BMA council member Peter Holden was among those speaking at the unveiling yesterday. Although a GP, Dr Holden has, for almost 30 years, been a major incident commander for the ambulance service.
He, along with 15 of his medical colleagues, were at BMA House on 7 July, 2005, and were among the first to respond to the aftermath of the number 30 bus explosion on Tavistock Square, with Dr Holden paying tribute to all those who worked to save lives on the day.
He said: ‘Like with my colleagues in the audience here, at Westminster Bridge [attacks], it never crossed our minds to leave the scene.
‘When you enter BMA House, you will see carved on glass the strapline: with head and heart and hand.
‘The thorough clinical training which UK medicine gives to doctors working in the NHS, enabled us to keep our heads – thus preventing chaos, to use our hands to alleviate suffering and with our hearts put everything into the rescue effort.
He added: ‘Time heals wounds, but scars remain indefinitely. They remain among those bereaved, they remain among those directly injured but I also want to recall colleagues and fellow members of the emergency services, who were, and still are, damaged psychologically, by the events of 7/7.’

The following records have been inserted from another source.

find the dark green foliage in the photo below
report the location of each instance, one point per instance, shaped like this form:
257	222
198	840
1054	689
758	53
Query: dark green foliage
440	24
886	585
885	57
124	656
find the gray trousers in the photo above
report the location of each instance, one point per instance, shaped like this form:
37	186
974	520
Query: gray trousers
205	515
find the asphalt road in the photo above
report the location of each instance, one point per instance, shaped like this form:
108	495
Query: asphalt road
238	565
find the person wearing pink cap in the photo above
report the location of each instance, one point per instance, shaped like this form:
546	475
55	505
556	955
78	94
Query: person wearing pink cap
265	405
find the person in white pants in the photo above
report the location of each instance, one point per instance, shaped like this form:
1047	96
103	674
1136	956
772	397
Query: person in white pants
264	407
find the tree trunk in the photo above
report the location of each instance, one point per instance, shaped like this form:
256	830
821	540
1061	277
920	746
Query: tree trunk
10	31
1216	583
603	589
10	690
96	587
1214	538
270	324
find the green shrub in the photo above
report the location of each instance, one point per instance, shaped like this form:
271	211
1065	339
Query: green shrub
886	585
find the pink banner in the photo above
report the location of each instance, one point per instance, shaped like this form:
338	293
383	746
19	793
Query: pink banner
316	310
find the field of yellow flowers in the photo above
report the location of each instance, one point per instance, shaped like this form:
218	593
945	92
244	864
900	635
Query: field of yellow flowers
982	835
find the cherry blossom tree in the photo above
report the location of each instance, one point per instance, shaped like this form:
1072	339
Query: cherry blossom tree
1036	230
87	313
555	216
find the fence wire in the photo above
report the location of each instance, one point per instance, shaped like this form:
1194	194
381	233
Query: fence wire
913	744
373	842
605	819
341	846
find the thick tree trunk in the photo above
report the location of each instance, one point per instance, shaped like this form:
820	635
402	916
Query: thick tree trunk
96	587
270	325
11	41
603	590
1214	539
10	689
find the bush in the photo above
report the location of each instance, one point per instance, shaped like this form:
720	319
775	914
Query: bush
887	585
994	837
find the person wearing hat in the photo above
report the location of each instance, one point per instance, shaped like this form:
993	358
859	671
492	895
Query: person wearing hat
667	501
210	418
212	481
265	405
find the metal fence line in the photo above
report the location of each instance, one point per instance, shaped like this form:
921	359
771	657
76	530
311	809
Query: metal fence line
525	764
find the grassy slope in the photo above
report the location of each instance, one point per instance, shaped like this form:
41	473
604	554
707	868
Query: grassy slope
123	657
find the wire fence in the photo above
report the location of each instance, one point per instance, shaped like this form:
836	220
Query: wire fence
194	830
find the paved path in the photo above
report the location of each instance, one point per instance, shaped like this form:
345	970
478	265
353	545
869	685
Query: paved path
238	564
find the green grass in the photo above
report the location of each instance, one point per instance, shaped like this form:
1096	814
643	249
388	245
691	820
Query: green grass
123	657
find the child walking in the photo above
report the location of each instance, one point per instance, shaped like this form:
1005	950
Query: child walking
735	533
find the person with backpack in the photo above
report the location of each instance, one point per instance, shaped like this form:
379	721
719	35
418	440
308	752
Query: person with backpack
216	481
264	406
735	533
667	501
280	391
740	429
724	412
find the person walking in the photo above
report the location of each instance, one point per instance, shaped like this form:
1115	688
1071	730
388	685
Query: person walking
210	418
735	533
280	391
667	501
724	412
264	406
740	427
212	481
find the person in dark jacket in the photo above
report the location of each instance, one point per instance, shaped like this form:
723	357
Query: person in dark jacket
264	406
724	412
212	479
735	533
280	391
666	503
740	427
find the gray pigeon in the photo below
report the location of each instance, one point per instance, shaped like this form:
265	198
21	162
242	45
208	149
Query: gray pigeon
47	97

Other speakers at the event included Graham Russell, a trustee of the 7/7 Tavistock Square memorial trust, whose son Philip was among the 13 people who died in the attack.
He said: ‘We are here today to dedicate a memorial to those who died here in Tavistock Square ... in honour of the victims but also to their families and friends who are left behind.
‘To me, it is significant that the memorial has been installed at the spot my son died. It seems a lot more personal and comforting to know that I can come and sit in beautiful gardens by the very place that he died, shut out the world, and remember. I sincerely hope that all the other families are able to do the same.’
Addressing the event, BMA council chair Chaand Nagpaul told those gathered how he was ‘truly humbled’ to be part of the BMA’s representation for the unveiling.
He said: ‘The BMA – both members and staff – have been proud to support Philip and the 7/7 Memorial Trust over the years, and today is the culmination of the hard work and dedication of many committed volunteers and supporters.
‘My hope is that this memorial will serve as a reminder to all those who see it, of the strength of human endeavour, and our continued duty, which we feel so keenly in the medical profession, to love, care for and support one another.’